“Reach the 3 Million: Reach, Treat, Cure everyone”
Tuberculosis (TB) continues to be the disease of major public health burden in our Tibetan community despite decades of being affected, efforts in management and subsequent increase in awareness of the disease in our community. Not surprisingly, it is one of the world’s top health challenges with 9 million new TB cases and the deaths of nearly 1.5 million people each year. We renew our commitments to reduce the burden of the disease through our sincere efforts with the commemoration of yet another World TB Day on the 24th of March this year. Tuberculosis is a preventable disease which can be prevented and cured easily by prompt and proper diagnosis and treatment.
One third of the world’s population (more than 2 billion people) is infected with TB. In 2013, there were 13 million TB cases out of which 9 million were new cases. Of that, 3 million were either not diagnosed, not treated, or officially not registered by National TB Programs; that is to say that 3 million are simply ‘missed’. Some of the most vulnerable population groups are included in the ‘missed’ category which eventually results in inappropriate treatment leading to severe consequences or simply more infection of others due to ignorance. The theme of this year’s World TB Day thus focuses on these 3 million people; reaching them, treating them in order to cure everyone. Another grave concern is that of the rising number of multi-drug resistant (MDR) TB and extensively drug resistant (XDR) TB. In 2013, as estimated 480,000 people developed MDR-TB with XDR-TB reported by 100 countries.

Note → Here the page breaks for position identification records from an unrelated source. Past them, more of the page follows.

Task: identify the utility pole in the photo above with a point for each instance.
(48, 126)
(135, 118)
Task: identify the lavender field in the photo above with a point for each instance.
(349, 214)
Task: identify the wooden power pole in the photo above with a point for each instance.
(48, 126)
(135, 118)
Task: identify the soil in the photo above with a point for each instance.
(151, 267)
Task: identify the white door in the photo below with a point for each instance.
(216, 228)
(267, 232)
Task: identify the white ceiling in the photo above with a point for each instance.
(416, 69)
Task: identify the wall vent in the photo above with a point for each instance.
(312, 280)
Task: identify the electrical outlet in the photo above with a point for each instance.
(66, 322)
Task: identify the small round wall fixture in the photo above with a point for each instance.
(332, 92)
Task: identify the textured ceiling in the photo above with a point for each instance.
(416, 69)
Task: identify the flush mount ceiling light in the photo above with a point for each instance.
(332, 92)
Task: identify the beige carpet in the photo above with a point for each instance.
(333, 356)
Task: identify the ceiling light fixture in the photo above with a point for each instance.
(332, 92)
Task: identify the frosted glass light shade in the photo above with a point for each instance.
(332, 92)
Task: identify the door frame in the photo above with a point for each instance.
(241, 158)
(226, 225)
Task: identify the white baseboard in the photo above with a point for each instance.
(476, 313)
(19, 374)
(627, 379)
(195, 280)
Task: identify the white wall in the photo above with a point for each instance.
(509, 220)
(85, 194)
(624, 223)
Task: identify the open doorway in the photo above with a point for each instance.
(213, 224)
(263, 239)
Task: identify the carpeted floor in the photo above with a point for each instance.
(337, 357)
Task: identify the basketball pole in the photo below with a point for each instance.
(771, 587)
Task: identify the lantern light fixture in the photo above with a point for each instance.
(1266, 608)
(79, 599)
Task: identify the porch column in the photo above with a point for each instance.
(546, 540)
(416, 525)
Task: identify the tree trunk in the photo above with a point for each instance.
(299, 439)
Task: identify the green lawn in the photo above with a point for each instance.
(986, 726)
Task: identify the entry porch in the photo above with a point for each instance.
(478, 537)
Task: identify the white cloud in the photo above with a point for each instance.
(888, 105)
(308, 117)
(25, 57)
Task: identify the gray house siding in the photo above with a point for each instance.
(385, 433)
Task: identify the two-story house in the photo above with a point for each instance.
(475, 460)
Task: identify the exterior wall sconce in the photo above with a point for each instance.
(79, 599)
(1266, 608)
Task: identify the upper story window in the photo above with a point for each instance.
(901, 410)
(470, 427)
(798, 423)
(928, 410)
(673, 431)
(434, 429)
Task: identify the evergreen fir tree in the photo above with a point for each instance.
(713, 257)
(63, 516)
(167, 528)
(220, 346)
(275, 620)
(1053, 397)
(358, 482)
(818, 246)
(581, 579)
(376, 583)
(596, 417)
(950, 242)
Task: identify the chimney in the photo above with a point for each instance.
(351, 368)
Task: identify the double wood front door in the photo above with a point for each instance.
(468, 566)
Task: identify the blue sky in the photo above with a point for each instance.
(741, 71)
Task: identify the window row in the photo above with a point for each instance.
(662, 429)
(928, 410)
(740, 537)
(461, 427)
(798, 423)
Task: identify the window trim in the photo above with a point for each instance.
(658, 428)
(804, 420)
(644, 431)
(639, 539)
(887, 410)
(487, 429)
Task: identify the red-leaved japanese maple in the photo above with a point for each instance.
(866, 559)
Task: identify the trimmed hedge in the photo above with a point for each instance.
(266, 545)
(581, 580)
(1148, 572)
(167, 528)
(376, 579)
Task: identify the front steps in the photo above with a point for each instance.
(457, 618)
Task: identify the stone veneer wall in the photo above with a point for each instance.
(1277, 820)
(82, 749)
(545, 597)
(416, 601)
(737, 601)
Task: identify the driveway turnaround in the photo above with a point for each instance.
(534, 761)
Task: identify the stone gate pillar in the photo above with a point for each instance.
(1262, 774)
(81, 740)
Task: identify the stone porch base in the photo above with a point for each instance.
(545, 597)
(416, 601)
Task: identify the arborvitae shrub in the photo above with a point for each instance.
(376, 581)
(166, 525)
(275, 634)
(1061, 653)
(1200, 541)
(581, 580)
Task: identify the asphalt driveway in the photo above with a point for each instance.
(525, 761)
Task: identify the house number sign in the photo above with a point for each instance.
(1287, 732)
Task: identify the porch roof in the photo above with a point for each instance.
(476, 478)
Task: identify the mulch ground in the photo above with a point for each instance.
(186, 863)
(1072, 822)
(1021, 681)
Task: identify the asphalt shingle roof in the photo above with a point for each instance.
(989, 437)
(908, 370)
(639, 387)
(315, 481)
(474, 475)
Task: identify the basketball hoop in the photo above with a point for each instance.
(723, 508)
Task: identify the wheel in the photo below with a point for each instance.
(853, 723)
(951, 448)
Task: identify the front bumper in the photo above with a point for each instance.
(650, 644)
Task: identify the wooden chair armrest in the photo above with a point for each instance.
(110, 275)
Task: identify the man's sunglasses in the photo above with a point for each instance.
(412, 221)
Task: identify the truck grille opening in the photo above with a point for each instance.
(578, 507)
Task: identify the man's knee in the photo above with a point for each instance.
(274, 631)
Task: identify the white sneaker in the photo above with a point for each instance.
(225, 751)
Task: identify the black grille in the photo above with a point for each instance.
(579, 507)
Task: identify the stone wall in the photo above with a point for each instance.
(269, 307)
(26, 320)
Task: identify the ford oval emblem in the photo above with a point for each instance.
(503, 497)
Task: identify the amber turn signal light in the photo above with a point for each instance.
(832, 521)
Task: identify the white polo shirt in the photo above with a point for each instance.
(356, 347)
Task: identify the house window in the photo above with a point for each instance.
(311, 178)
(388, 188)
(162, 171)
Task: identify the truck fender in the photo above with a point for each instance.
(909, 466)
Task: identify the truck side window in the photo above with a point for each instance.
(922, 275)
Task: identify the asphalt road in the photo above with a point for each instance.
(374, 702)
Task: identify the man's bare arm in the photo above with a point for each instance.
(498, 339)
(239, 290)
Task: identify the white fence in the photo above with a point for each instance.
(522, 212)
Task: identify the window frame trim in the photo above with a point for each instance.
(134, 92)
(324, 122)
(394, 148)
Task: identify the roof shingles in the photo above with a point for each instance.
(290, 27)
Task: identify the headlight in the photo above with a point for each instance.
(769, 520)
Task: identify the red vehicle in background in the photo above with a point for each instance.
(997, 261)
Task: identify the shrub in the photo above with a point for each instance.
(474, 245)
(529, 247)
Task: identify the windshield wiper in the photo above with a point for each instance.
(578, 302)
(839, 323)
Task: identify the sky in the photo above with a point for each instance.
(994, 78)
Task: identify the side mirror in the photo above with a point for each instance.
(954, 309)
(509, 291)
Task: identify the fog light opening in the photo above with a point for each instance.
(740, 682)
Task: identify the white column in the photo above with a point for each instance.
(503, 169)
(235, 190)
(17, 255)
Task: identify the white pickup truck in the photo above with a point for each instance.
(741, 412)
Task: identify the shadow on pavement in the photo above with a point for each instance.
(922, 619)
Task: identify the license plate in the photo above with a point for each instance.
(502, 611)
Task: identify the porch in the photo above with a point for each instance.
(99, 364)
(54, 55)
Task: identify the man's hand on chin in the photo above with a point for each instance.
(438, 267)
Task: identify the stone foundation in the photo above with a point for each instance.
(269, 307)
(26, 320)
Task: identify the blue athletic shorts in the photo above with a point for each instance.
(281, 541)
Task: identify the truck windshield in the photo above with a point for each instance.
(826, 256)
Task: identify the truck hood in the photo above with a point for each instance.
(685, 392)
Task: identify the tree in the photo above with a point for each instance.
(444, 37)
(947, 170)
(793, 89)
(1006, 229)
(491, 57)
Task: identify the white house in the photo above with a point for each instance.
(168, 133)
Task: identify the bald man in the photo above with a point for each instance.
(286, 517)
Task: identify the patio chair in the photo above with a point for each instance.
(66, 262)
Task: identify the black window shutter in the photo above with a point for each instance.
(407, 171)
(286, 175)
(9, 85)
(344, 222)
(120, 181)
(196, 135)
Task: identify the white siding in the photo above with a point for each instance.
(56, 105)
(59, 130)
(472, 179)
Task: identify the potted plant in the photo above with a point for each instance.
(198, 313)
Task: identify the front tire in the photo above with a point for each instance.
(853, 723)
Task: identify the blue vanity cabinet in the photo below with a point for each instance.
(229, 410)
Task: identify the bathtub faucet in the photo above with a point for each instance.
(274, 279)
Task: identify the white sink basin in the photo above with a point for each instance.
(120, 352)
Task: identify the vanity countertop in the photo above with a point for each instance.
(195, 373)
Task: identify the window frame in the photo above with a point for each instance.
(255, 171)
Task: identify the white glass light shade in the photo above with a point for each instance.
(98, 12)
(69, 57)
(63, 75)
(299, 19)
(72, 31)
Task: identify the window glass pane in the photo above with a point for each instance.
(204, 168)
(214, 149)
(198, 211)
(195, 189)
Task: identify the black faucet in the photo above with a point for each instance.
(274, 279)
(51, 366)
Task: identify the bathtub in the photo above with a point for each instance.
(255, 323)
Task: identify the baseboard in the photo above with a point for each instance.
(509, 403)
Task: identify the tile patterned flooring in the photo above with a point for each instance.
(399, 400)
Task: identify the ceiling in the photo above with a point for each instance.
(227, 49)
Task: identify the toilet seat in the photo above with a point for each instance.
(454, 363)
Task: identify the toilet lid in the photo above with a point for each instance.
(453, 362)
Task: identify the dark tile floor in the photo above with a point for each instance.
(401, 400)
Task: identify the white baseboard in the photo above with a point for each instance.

Even in our Tibetan community in exile, we have a large number of new TB cases as well as emerging MDR and XDR cases. We can assuredly assume the number of missed cases to be equally high. The Department of Health (DOH) of the Central Tibetan Administration has a TB control program which treats and gives care to Tibetans suffering from TB disease across various settlements in India through its wide network of health care centers. The program practice its assignments in conformity with the treatment guidelines laid down by the WHO and that of the host nation, India. The primary health centers serve as first referral centers for patients within the settlements and the hospitals provide basic diagnostic and treatment facilities. There are seven TB clinics across India that send regular TB data to the department. The DOH is fully committed and has continued to raise awareness and mobilize support from all aspects in this fight against TB in our community. This year, the DOH has received a generous grant from the USAID for Tibetan Health System Capacity Strengthening project that will partly assist the TB Control Program in its endeavor to reduce TB burden and help in building infrastructural capacity for the same. In our effort to catch the missed TB cases, regular TB screening is done in the all the schools and the monasteries through active case finding for early detection and treatment. Those found to be infected are thus treated at our health centers and managed with DOTS treatment strategy until cured. Apart from the treatment strategies, a large investment of time and energy is spent on education and awareness of the disease in our community. Over the years, the department’s TB Control Program has continued to make remarkable achievements in provision of TB treatment in our community.
Therefore, this World TB Day, we urge every common Tibetan to be ‘TB aware’ and help us in helping our community be free from this deadly disease. All levels of personnel; at political, social, administrative and health care level must unite to recognize the severity of the disease and work collectively toward fighting it. Let us unite in the fight against TB, for TB is preventable and curable.